For me, when I feel overwhelming emotion, I feel like I need to get it moving.  Emotion literally means "energy in motion" (from the Latin emovere; e- is a variant of ex-, which means "out," and movere means "move").  So it makes total sense to me that strong emotions -- especially if they're not necessarily "happy" emotions -- require movement to dissipate.  For me, the two emotions that require movement in particular are anger -- and anxiety.

So, okay, you hear about people doing things that seem aggressive -- like using a punching bag -- when they're angry.  While that is a good way to get the anger moving (and has worked for me in the past), I have learned that even if my anger is initially directed at someone or something, I need to avoid visualizing harming that someone/something when releasing my anger into that punching bag.  If not, then the anger can turn into rage.  And yes, anger and rage are different.  Rage is what is harmful, destructive, and once it starts it is much harder to stop.

For anger, I haven't yet figured out something that I can do, regularly, that channels it in a safe, non-rageful direction.  I'd love if I had a punching bag to practice the various kicks and punches that I learned in karate years ago.  It would be amazing if I were a runner and had enough stamina to run a mile or two on a treadmill or a track.  I've thought about downloading an audio book and scheduling regular walks/jogs into my life.  Or maybe angry music, since if I listen to something that "promotes" that feeling in my body, it's easier for me to get that emotion moving out of my brain, and out of my body.

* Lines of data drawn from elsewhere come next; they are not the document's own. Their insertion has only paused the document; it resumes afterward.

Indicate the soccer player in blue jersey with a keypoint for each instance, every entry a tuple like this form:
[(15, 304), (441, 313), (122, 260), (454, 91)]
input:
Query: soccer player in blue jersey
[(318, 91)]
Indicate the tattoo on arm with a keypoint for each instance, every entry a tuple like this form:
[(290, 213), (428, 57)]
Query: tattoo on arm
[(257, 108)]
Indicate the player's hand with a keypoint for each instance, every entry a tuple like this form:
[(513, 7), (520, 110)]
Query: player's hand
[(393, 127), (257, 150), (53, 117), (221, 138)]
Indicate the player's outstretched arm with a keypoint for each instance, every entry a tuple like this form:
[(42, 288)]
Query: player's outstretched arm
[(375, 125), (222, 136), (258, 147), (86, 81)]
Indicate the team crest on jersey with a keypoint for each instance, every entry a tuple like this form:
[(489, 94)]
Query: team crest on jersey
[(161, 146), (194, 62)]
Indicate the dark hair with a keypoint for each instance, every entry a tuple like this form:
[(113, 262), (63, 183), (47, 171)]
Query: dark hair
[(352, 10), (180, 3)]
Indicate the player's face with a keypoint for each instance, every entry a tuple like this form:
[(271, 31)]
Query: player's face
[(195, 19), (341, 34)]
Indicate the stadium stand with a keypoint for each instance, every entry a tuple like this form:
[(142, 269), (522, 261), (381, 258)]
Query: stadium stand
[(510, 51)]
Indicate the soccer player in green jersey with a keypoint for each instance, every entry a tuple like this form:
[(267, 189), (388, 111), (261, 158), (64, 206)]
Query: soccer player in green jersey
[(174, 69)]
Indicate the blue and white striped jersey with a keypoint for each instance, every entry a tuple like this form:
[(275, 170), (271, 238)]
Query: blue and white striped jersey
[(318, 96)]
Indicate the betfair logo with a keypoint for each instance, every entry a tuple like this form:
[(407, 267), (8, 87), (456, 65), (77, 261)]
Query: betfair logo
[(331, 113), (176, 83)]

I've thought, too, about doing something that requires focus and control.  Things that come to mind are things like the katas that I learned from karate -- specific patterns of stance, movement, breath, and holding your body.  Helping my body remember the ballet I took years ago.  Doing difficult yoga poses (along the lines of Bikram yoga -- physically and mentally challenging).

What are some things that you have done to move anger (or other overwhelming emotions) through your body?  What are some of the emotions that you struggle with the most?  What do they feel like in your body, and what type of motion/movement do you think you need to help that angry energy leave your body?

For me, anger feels like my entire body is filled with a seething ocean of lava.  I don't necessarily physically feel the heat of the lava, but I can feel the anger in my arms, in my chest and heart space, in my back and shoulders.  It feels like I am unable to contain it, and that it will explode out of me -- whether in an appropriate manner of expressing it, such as through physically taxing motion -- or inappropriate, where I may feel like screaming or yelling.  Often I (try to) quash the anger down -- but that just causes tension in my body.  The muscles around my upper back and shoulders take the brunt of it.  Additionally, it taxes my body physically -- often if I am not expressing overwhelming emotions appropriately, then I'll experience flare-ups of autoimmune problems and will be physically unwell for a time until I've managed to calm myself down and destress.

So yes, dealing with anger is going to be an ongoing project of mine.  Feel free to share if you have any suggestions or ideas that you'd like to add!